It has almost been ten years since the 2007 “Credit Crunch” expanded into the worst recession since the Second World War one year later. What began as a run on Northern Rock led to some of Britain’s largest banks like Lloyds and the Royal Bank of Scotland being bailed out by taxpayers. Across the Atlantic, we witnessed banking giant Lehman Brothers collapse.

The impact the recession had on the wider economy was profound. To try and attract customers threatened with unemployment and sinking house prices, Tesco’s sales margin in 2008 was damaged by their bid to enlarge their consumer base. That year, the retail giant reported that their third quarter like-for-like sales growth was just 1.9 per cent, its worst performance since the last fiscal crisis to disrupt the UK economy. That event was Black Wednesday in September 1992, which witnessed the then chancellor, Norman Lamont, pull Britain out of the precursor to the euro, the European Rate Mechanism.

Generally, the retail sector experienced mixed effects after the 2007 “Credit Crunch.” Aldi’s sales expanded by 20.7 per cent following the Northern Rock bailout and Lidl witnessed its sales increase by 12.8 per cent. It also led to consumers changing their spending habits. Stores like Poundland delivered record sales at the end of March 2009, grossing £395 million in sales compared to their total the previous year of £330 million. They also benefitted from a 22 per cent increase in their share of AB socio-demographic shoppers, as middle-class families turned to bargains to save money.

The Labour government of the time attempted to keep the economy afloat by injecting money into the economy through quantitative easing. The Bank of England cut interest rates to 0.5 per cent to try and encourage consumers to spend more money. The Coalition government which succeeded it withdrew £6 billion from the economy in 2010. They also increased VAT from 15 per cent to 20 per cent to increase its revenue.

Five to six years after the “Credit Crunch”, the economy started to grow again thanks to a rise in retail sales. The London Olympic Games of 2012 and the Queen’s Golden Jubilee experienced a rise in tourism which helped provide the City with a financial boost. By March 2013, retail sales increased by 2.7 per cent compared to the previous year. Disposable income rose due to George Osborne’s introduction of a tax-free allowance for the lowest earners and a cut in fuel duty. Demand for electrical goods like tablets and smart phones soared. Online retail sales rose by 10 per cent.

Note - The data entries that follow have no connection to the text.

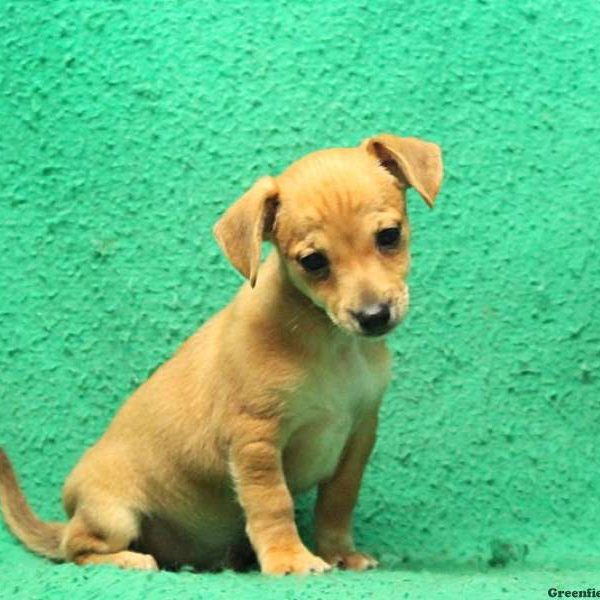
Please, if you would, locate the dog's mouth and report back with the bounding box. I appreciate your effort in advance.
[325,310,405,340]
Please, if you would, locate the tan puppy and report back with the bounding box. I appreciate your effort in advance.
[0,135,442,574]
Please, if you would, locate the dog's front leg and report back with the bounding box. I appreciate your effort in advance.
[231,428,330,575]
[315,413,377,571]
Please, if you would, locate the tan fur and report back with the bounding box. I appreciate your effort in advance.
[0,134,442,574]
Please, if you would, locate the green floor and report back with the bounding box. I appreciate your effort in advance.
[0,543,600,600]
[0,0,600,600]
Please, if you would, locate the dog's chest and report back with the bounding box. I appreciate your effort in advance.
[282,348,389,492]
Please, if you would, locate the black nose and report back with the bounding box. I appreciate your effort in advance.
[352,304,391,335]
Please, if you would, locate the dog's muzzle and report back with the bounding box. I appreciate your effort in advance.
[350,303,396,337]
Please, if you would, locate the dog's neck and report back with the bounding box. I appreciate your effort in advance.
[240,251,370,351]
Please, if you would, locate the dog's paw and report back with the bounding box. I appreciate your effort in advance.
[261,547,331,575]
[325,552,379,571]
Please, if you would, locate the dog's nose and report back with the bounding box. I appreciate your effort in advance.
[352,303,392,335]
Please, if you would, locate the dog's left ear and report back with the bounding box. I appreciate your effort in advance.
[362,133,444,206]
[213,177,278,287]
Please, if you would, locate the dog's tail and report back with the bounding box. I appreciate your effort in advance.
[0,448,65,560]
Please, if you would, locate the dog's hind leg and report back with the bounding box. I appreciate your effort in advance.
[63,498,158,570]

Despite the Bank of England’s warnings that Brexit will create uncertainty, the economy has managed to avert another recession. Mr. Osborne warned that would happen if the country opted to leave the European Union in 2016. The pound may have sunk to its lowest level since 1985 following the vote, but the economy has steadily grown. The FTSE 100 rose by 16 per cent following the vote and the FTSE 250 expanded by 11 per cent. UK exports and imports both grew by £400 million and £300 million respectively. British firms like HSBC, BP, Next and even the Royal Bank of Scotland have recently reported that their sales figures have grown. Amazon and Snapchat have both announced they will be enlarging their UK operations.

Yet the Bank of England’s Governor, Mark Carney, is concerned about the effect Brexit will have on the economy. The Deputy Governor, Sam Woods, is urging businesses to restructure their contracts in the possible event Britain leaves both the European Union and the European Economic Area, or the Single Market as the latter is commonly referred to. Ten years on from the “Credit Crunch”, it appears that another recession is possible, but the Bank is ignoring two factors which could cause it: alarming levels of consumer debt and the Italian banking crisis.

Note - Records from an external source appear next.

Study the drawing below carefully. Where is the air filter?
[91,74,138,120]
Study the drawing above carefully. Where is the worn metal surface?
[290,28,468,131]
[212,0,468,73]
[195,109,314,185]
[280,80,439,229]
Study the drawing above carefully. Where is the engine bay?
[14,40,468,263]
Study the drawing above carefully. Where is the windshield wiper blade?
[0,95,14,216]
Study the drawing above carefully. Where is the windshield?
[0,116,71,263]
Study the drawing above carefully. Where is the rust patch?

Following last year’s EU Referendum, the Monetary Policy Committee cut interest rates further to an all-time low of 0.25 per cent to maintain consumer spending. In 2009, people were informed that shrinking interest rates would be a short-term measure, but the Bank seems to have encouraged soaring debt levels by doing so. Low interest rates discourage people from saving and provoke them into borrowing more money through credit card spending. It also drives up the prices of houses and cars, meaning that being able to buy one of these purchases outright is now beyond the capacity of many people. Drivers are now taking out finance plans to help them buy a car over a certain period which is causing more debt.

The Federal Reserve in the United States increased interest rates for the first time since 2008 and their economy continues to grow. The Bank’s problem is that they are so fearful of raising interest rates that they predict spending levels will decrease. They worry this will spark another recession. Considering the “Great Recession” ended in 2013, spenders should have been persuaded to start saving their cash through a mild interest rate rise instead of being punished.

The consequences of the Italian banking crisis continue to loom. The European Union has recently invested 17 billion euros to rescue failing banks Veneto Banca and Banco Popolare di Vicenza. Government debt is 100 per cent of domestic output and unemployment is 2 per cent above the eurozone average in Italy. Beppe Grillo’s party, the Five Star Movement, could soar in popularity if the migration crisis continues to devastate Italy. This could lead to a withdrawal from the euro. And they also face the prospect of paying more in EU contributions once the UK leaves, which they cannot afford. Italy could pull out of the euro anytime soon which would hinder economic growth across Europe.

There does not seem to be enough discussion among the “experts” about these warning signs and like the “Credit Crunch”, another recession could take us by surprise. Is it fair to say ten years on that we have learnt nothing from the last global fiscal crisis? Yes it is.